Yesterday – was such a joy of a day. There was a therapy client first thing on Zoom. Every session she is making breakthroughs in understanding and in honesty. The tears of realisation come…she is making big changes in noticing how she reacts so not acting on it so much. It’s beautiful. It’s a joy to be part of. I feel honoured to be holding her through this and gently guiding.
And I continue to be curiously delighted by what I observe coming out of me. How perfectly timed it is, how the right words form, how they know what needs to be heard.
Off then to lay out plants at one project then to see the guys across town setting up the new project. All went well. I have 7 weeks to line the next one up. A big one is being drawn up by the cad technicians at the moment. Maybe that will be it to take us to Xmas. And then a whole new season begins and inrush of clients.
Got this one delightful happy client who tells us repeatedly she is delighted with the work, who owes nearly £5k for nearly 5 weeks now not paid? And just keeps saying that she will and sorry and then still doesn’t? what is my lesson here? To not grab, to let go? Yes, to not resist even when it apparently is something I don’t ‘like’ happening. Equanimity is an important lesson.
Regard every experience as if you had chosen it.
Anyway….I was overall feeling anxious all morning even while happily out and about. It’s pretty much my default. To be on a low level anxious alert with anything business related. Which can easily become higher level with a fear tempting thought.
Maybe I should practice what I preach I thought! And so what I did while driving along feeling all clenched up inside was I dropped into the feeling in my body.
I located that tight spot in my chest and I gave it space, imagined a big rim of space around it to occupy fully. That nearly immediately changed the way I felt.

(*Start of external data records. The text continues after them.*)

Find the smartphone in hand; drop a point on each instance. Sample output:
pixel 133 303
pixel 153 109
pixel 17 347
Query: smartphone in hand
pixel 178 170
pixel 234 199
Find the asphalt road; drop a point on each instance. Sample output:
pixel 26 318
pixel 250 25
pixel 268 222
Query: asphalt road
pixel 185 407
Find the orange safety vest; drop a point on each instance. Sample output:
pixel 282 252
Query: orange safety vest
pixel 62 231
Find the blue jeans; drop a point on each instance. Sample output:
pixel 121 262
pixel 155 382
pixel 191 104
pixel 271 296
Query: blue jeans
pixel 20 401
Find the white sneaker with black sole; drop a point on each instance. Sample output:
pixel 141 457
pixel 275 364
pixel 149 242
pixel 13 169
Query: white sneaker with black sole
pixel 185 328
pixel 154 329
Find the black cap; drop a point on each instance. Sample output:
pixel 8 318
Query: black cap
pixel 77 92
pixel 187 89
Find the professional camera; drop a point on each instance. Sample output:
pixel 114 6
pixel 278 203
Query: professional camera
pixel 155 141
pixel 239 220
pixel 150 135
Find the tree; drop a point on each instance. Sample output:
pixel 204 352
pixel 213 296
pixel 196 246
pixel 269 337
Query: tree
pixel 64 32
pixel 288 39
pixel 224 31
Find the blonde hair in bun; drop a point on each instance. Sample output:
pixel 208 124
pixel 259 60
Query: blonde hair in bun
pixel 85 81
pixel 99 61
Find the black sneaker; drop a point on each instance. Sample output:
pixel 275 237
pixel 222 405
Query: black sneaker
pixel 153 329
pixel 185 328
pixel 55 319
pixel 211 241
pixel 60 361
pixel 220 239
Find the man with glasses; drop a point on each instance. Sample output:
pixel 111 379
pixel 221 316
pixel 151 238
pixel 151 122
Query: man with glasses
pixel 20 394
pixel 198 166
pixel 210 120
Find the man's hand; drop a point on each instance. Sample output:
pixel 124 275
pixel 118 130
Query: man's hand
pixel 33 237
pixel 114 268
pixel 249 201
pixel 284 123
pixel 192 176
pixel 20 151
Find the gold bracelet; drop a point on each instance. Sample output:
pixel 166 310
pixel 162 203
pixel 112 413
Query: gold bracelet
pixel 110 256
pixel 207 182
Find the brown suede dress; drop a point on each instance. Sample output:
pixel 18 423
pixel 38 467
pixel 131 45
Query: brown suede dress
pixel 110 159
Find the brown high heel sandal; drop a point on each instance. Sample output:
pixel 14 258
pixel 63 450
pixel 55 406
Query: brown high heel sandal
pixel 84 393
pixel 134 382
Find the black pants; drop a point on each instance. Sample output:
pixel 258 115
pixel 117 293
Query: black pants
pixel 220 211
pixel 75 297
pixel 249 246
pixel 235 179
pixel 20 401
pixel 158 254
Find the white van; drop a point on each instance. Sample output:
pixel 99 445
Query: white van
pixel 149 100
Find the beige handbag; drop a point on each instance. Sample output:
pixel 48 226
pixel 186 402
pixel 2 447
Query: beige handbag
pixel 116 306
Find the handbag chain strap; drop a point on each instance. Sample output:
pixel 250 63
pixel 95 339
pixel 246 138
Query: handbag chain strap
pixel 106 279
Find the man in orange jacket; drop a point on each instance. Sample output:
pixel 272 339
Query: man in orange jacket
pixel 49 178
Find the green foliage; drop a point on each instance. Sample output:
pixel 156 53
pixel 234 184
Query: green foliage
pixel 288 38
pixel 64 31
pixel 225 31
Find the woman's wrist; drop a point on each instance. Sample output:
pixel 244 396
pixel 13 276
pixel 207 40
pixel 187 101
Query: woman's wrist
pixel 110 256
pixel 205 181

Maybe it went to more of a numbness first feeling, I can’t really explain, but it shifted into something else from pure anxiety.
I loved that so much I thought I’d strengthen that neural pathway with backing it up, so then put on Tsoknyi Rinpoche’s Dropping into Feelings 12 minute talk on YouTube. Played it in the car all the way across the city and all the way back, into the park and then continued to listen and do the exercise while walking in the park with it on my phone playing in my bag.
The anxiety released. Nearly completely fear free and back to feeling fully myself and free.
Really really free.
I then wondered in a state of love and joy through the trees along the river sitting here and there for ages. No angst, not bothered by thoughts. No rush. No need to be anywhere else.
Not many thoughts came and if they did, because I was anchored in my core, I just didn’t pick up. Like a phone ringing and not answering.
I stayed outside wandering in the balmy sun for almost 2 hours. I felt connected to everything, completely relaxed. Noticing a lot as I was fully present. Sat so comfortably in my tree over the river for ages.
Then back here for some hours.
Again back looking at a screen.
Roving around the internet, the mind looking for something anything to occupy it.
Always find some good teachings and deep sharings….but none of it I actually need. I know what to do. I have tools. No more required. It’s killing time. I stopped several times closed the iPad and stayed with just being. A return to the basic experience.
I just wanted to go back outside, so got in the car, did some food shopping and went back to do the same walk again along the river. I happened to bump into a guy I have a good connection with and we went together. And good chat. He’s deep. The dogs get on. We touch on truths and we experience the stunning miracle of the beauty of it all. We sit in a field for half an hour in the sun. We marvel and feel grateful and the energy is intense.
I hear myself talk a bit of shit. I hear myself complain. Being so fully centred has an intimacy and intensity….that makes talking crap seem more obviously crappy. But talk we do anyway, as if to dilute the intensity a little to a manageable level.
Right now, I’m writing here. And I’ve been trying to write this out for a couple of hours and business stuff has been demanding my attention, texts and phone calls and emails, skip uplifts, filling in a form, and machines and clients. And a call from a prospective therapy client for her distressed son, I said he has to call me.
Today I am waiting for an uplift then meet E for a walk.